Peter Pan, tome 6 : Destins
de Régis Loisel

critiqué par Le rat des champs, le 3 janvier 2006
( - 73 ans)


La note:  étoiles
Inconscience, perversité et cruauté
Ce dernier tome est peut-être le plus abouti le plus sombre et le plus cruel de cette superbe saga. Clochette ne serait-elle en réalité qu'une perverse sans scrupules? Et Peter un gamin sans cervelle dont le comportement irresponsable sème le malheur? Les enfants de l'île ont trouvé une sorte de maman en Rose, la grande soeur de Pichou.Elle est gentille, raconte des histoires, recoud les boutons et donne des bisous le soir. Malheureusement pour elle, elle est amoureuse de Peter, et Clochette la fera tomber dans un piège abominable. Mais les enfants ont-ils de la mémoire? Ne sont-ils pas vite repris par l'appétit de vivre, une fois le drame passé? Pas toujours, hélas, et le pauvre Pichou payera au prix fort la cruauté consciente ou non des autres. Cet épisode dur, torturé fait froid dans le dos, et les liens que fait Loisel avec l'histoire de Jack l'éventreur nous amènent aux antipodes du dessin animé de Walt Disney. Une relecture géniale d'un mythe, donc.
Comme les autres volumes de cette histoire, celui-ci bénéficie d'un dessin et d'un coloriages exceptionnels, d'une beauté stupéfiante. Loisel est un des plus grands artistes de la bédé actuelle. A lire, absolument. Qu'en penses-tu, Shelton?
L’envers du rêve 10 étoiles

A vrai dire, il y a peu d’intérêt à juger chaque tome séparément, étant donné la constance scénaristique et graphique de l’ensemble de la série. A la différence près que ce tome est pour moi le meilleur, celui où l’on tombe à la renverse tant le dénouement est à la fois surprenant et terrifiant (même si l’on a à l’esprit que ce n’est pas Disney).
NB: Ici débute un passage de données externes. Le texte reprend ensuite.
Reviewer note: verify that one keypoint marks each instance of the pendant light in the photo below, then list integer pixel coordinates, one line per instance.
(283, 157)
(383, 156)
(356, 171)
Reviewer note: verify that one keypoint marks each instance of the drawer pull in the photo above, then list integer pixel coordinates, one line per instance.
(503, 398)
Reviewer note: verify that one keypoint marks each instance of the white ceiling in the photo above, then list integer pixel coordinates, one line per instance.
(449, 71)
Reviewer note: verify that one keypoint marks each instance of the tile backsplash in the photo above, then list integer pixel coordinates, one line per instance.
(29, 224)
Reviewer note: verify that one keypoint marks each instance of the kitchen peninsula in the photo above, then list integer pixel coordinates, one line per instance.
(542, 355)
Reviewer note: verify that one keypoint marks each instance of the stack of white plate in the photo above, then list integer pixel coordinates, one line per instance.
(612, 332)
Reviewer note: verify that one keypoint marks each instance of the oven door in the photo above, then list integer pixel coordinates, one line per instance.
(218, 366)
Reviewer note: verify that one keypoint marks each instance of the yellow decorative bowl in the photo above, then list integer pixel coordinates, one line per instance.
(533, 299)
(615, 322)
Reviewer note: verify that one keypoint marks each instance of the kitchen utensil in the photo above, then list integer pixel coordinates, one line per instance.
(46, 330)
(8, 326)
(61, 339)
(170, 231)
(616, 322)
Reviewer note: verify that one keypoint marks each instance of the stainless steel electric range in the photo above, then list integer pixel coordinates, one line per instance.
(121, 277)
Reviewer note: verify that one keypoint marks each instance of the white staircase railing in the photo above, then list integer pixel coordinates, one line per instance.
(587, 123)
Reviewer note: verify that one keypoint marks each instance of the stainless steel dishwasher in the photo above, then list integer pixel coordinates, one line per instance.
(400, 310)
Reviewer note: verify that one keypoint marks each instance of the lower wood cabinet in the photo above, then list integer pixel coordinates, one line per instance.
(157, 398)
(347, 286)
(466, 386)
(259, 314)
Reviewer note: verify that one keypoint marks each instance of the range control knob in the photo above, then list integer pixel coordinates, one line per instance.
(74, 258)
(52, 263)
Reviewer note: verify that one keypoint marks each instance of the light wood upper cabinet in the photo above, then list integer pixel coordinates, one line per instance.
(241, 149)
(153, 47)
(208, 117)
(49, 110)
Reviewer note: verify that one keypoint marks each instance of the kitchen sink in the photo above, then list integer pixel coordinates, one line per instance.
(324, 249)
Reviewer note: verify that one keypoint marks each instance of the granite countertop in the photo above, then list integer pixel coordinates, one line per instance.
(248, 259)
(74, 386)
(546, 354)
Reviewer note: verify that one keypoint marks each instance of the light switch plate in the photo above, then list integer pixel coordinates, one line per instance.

Dessin vif, couleurs agréables et mise en page impeccable se conjuguent parfaitement à l’intérieur d’un récit sans faute de rythme. Ce tome nous plonge dans une fantastique aventure qui bien sûr fait vivre l’enfant en nous, adultes que nous sommes, mais sans mièvrerie disneyenne bien au contraire. D’ailleurs, ce Peter Pan-là n’est pas vraiment à mettre entre toutes les mains. Très clairement, il ne s’agit pas d’une BD pour enfants, mais bien d’une BD sur l’enfance. L’auteur reprend les thèmes principaux du livre original, mais en les actualisant, en renforçant l’aspect horrifique de certaines scènes et en y accentuant la cruauté de Peter. Car ce dernier, au fil des épisodes, apparaît de moins en moins attachant et toujours plus égocentrique, voire tyrannique. Pour lui, la seule manière de rester dans l’enfance est d’oublier toute notion de bien ou de mal (c’est sans doute aussi cela l’innocence), de s’enfermer dans un monde imaginaire jusqu’à un stade quasi autistique.

Ainsi, c’est après avoir terminé cette excellente série et en y repensant que j’ai réalisé que j’avais affaire ici à un chef d’œuvre d’une grande richesse. Pour moi, cela place définitivement Loisel au rang de maître du neuvième art. Et il ne suffit pas d’adapter un classique pour en faire quelque chose de génial, ça se saurait. En deux mots, l’auteur s’est ici approprié de façon ingénieuse l’œuvre originale.